UK shares have continued to regain some of the ground lost in the wake of the Brexit vote.
After rising 2.6% on Tuesday, the FTSE 100 share index opened up 1.6% at 6,240.31.
The more UK-focused FTSE 250 index rose 1.6% in early trade, On Tuesday it had closed 3.6% higher.
After rising on Tuesday, the pound was little changed against the dollar at $1.3341 (£1.00). Sterling had risen as high as $1.50 (£1.12) before the referendum.
On Monday, the currency had plunged to a 31-year low against the dollar.
In volatile trade following the referendum result, the FTSE 100 had dropped 5.6% by the end of Monday, while the FTSE 250 had slumped 13.7%.
“With no likelihood of Article 50 of the Lisbon Treaty getting triggered any time soon, it seems that the status quo isn’t likely to change in the short term”, said chief market analyst at CMC Markets, Michael Hewson.
He continued, “Whilst that doesn’t remove the uncertainty with respect to the eventual outcome, it also means that markets are going to have plenty of time to settle into their new-found reality and equilibrium, as the extra time allotted could well see cooler heads prevail.”

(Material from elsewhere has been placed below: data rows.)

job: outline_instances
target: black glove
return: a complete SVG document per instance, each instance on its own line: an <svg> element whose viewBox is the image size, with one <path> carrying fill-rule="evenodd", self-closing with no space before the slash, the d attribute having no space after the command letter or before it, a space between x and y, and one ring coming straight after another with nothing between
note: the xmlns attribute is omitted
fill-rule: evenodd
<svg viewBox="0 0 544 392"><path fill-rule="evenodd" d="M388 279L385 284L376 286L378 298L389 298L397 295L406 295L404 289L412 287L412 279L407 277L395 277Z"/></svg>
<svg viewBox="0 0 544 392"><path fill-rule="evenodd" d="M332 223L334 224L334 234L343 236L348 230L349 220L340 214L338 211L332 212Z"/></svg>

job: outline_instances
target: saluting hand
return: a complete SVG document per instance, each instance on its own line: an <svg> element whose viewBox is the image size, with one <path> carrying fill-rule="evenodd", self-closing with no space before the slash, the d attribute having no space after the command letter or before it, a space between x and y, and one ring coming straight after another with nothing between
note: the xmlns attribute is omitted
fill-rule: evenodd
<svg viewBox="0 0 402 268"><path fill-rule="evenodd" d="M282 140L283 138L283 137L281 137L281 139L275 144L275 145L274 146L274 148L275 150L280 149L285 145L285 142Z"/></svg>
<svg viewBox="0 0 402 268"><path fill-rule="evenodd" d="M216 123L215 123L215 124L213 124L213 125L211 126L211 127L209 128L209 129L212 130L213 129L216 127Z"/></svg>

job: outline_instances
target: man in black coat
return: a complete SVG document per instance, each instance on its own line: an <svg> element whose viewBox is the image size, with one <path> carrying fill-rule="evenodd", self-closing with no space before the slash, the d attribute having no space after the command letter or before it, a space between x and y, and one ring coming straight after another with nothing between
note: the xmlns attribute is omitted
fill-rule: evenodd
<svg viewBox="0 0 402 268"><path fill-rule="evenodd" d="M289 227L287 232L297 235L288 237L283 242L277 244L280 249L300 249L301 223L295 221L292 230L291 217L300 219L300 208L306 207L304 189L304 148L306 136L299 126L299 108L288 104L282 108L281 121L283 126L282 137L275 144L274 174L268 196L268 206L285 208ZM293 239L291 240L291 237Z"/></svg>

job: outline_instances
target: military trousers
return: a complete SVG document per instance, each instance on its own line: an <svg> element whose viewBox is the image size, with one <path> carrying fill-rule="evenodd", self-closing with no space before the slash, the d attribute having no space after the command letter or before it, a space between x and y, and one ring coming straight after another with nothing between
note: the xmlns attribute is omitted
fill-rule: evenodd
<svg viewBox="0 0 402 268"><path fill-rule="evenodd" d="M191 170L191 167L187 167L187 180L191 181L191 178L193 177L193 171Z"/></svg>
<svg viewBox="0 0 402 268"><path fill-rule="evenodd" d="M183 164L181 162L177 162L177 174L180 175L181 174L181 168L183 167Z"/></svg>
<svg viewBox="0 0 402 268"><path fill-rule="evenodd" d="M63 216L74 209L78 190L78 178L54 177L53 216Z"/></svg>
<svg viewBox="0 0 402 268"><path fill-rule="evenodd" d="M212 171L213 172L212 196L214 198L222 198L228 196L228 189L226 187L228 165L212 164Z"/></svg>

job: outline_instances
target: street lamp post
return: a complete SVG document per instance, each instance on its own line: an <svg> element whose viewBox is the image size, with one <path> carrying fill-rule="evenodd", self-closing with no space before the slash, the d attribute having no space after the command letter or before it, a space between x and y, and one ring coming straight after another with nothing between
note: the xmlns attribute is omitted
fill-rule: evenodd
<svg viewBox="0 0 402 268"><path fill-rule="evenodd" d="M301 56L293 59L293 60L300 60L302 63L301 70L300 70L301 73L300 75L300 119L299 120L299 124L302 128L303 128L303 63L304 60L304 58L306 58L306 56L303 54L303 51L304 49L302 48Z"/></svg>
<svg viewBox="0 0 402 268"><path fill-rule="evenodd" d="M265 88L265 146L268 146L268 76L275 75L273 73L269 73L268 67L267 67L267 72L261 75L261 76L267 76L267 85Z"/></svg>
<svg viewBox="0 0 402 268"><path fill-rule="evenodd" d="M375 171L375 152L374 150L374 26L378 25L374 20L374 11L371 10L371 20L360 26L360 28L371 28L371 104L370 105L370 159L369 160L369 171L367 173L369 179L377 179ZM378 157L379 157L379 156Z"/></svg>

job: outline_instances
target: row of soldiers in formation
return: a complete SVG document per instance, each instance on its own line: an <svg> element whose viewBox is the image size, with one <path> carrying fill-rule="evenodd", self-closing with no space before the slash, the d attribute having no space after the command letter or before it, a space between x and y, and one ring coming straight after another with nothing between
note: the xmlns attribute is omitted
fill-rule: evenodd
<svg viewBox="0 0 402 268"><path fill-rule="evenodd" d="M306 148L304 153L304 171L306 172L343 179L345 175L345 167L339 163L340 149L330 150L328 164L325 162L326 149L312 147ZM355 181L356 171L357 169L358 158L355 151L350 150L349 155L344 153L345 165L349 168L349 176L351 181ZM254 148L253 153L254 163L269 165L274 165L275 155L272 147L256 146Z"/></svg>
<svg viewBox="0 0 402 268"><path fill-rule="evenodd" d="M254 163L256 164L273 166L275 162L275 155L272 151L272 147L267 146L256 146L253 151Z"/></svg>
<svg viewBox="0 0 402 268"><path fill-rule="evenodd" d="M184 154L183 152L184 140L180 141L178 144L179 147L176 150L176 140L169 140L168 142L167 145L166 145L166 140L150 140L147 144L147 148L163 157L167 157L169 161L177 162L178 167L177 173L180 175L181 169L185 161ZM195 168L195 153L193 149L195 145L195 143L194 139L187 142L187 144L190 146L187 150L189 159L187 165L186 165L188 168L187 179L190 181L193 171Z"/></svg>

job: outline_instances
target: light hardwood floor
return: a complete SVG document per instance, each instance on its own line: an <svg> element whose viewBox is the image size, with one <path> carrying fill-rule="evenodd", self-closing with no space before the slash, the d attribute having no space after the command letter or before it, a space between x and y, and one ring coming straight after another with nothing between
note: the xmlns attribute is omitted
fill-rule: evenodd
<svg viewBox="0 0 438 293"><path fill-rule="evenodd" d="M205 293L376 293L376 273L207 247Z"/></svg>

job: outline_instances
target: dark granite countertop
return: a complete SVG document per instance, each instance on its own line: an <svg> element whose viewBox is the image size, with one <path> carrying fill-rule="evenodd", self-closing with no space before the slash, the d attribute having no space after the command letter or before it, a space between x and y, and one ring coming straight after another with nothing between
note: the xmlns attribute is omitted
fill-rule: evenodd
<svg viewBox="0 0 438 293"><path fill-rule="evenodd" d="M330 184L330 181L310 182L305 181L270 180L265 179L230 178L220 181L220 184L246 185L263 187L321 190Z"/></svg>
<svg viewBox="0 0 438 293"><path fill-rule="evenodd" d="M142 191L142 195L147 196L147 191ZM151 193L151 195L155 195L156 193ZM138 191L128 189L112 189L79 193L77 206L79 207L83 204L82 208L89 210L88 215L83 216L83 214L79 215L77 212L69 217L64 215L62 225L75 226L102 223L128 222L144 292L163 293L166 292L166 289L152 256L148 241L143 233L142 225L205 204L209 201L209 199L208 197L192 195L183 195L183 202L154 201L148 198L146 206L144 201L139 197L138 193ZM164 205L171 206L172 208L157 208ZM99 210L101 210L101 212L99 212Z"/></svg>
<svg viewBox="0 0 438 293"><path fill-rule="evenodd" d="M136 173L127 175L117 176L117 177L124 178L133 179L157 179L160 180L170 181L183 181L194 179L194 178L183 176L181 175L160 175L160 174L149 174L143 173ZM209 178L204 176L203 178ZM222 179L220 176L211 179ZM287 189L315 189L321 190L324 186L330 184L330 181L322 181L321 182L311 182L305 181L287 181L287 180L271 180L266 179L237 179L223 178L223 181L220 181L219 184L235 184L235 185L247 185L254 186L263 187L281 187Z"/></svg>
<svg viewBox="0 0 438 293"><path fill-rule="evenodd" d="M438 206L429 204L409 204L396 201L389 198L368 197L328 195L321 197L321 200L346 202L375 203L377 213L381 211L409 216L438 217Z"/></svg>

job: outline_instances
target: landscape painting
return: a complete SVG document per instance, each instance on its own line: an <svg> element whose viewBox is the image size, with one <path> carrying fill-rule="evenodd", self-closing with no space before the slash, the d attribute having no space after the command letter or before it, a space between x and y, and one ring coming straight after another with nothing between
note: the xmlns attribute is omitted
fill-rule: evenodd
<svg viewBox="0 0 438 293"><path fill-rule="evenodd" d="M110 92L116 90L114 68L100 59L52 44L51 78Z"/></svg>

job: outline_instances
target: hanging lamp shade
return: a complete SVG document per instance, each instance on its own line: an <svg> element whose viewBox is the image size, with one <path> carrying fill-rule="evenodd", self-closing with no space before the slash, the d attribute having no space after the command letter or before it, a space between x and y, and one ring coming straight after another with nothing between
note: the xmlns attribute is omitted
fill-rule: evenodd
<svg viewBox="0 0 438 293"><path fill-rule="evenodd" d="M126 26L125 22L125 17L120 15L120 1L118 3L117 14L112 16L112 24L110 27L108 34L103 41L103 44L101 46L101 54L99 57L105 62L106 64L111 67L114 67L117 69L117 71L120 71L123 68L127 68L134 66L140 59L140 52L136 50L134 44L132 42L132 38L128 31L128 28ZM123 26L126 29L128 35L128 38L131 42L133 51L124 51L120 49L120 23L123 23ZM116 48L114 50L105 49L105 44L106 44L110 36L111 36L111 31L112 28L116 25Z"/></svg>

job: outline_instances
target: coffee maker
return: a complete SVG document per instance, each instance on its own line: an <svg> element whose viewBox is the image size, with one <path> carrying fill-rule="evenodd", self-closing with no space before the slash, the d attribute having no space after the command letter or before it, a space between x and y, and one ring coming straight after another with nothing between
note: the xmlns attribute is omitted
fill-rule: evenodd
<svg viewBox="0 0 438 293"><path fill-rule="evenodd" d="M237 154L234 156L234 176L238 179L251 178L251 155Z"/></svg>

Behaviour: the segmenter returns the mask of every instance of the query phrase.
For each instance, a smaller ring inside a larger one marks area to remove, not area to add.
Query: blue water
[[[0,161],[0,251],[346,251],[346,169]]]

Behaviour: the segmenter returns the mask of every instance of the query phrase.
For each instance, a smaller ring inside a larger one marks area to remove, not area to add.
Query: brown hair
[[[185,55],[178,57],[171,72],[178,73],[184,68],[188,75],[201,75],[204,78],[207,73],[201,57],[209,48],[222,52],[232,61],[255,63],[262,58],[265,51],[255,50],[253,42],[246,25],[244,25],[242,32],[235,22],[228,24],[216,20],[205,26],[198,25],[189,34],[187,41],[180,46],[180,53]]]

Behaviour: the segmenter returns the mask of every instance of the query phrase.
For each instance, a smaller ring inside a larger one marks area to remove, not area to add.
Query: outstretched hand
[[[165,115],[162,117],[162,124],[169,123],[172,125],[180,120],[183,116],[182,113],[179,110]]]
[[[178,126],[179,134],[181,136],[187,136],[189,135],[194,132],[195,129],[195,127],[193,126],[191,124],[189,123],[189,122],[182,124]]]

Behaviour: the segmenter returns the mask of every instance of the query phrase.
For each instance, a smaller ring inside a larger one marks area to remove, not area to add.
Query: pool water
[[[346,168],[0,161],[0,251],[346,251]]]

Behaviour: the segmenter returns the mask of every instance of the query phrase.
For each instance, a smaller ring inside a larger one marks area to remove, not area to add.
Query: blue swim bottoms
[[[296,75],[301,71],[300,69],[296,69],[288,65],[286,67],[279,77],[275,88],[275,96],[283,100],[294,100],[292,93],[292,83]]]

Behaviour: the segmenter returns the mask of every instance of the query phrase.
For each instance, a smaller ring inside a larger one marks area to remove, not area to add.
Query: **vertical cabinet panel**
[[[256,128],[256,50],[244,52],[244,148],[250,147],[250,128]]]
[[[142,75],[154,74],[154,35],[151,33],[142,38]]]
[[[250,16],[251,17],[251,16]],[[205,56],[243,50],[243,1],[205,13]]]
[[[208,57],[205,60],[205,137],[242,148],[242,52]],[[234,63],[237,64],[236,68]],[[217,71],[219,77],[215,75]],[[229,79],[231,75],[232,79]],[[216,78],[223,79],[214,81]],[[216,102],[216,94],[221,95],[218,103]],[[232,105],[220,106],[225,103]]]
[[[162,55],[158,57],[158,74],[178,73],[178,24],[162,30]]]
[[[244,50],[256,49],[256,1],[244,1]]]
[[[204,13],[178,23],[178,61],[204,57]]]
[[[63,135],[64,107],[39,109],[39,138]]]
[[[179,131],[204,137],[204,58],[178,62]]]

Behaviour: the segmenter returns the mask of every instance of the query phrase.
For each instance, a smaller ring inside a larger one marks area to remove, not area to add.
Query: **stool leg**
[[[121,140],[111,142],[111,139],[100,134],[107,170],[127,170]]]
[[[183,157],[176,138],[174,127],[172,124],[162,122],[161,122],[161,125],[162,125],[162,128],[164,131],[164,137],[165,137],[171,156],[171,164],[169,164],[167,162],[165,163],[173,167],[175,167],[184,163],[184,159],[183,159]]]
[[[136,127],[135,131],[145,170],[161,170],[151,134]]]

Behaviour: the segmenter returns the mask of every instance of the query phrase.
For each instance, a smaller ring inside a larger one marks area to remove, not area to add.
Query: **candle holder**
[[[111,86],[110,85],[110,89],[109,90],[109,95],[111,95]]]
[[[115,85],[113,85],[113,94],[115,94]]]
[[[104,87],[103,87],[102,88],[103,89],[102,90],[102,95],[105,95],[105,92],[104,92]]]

Shares in banks – which had been particularly hard-hit in the wake of the referendum – continued to recover, with Barclays up 4% and RBS 3.3% higher.
The increases came despite credit rating agency Moody’s cutting its outlook on the UK banking sector to “negative” from “stable” late on Tuesday.
Moody’s also downgraded its outlook on the ratings of a number of UK banks and insurers.